Some Future Titles of Interest for SPF Members

No mention on Naval Institute Press's website yet, but this forthcoming book about ASW from 1946 through 1990 sounds interesting. Whenever I re-read Norman Friedman's authoritative U.S. Destroyers: An Illustrated Design History, I am struck that the USN's fears in the late 1940's, about a horde of Soviet high-speed submarines based on the advanced Type XXI U-boat rendering the existing fleet of destroyer escorts ineffective, have still not come to pass. As things have turned out, the fastest diesel-electric subs of the 2020's can do only a few knots more that the Type XXI's 17 knots, and that for only an hour or so. If one could catch a "slow steaming" 18-knot Maersk container ship at all, I suspect that an escorting John C. Butler-class DE armed with Hedgehog would be considered a dangerous adversary to this day.

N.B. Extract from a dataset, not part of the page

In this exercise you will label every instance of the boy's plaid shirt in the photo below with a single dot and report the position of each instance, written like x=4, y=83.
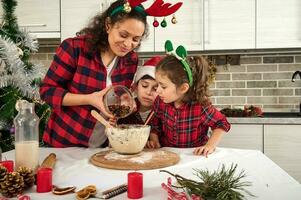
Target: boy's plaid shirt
x=77, y=70
x=186, y=126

Dr Friedman covers the period well in his fine book The Fifty Year War: Conflict and Strategy in the Cold War, which he kindly autographed for me, and he exhaustively covered ASW weapons and fire control (and the general principles of sonar, etc.) in the volumes of his big Naval Institute Guide to World Naval Weapon Systems, of which I own two.
The fast submarines would, I think, have been Type 26 knock-offs (would you really like to serve on an HTP sub? I wouldn't), and the only extent to which they came to pass was nuclear subs. The Whiskeys were largely interpreted as Type XXI clones, but they were a lot slower (and shorter-legged); I'd guess that Zulus and Foxtrots came closest. What was largely missed in the West was a Soviet switch away from Battle of the Atlantic II to a focus on nuclear weapons (and going after Western SSBNs). It can be argued that had NATO not been crushed early on in a land war, the Soviets might have turned some of their subs loose against reinforcement shipping. We can't know, and knowing their war plans would not help, because this is speculation about what would have happened had their war plans gone sour.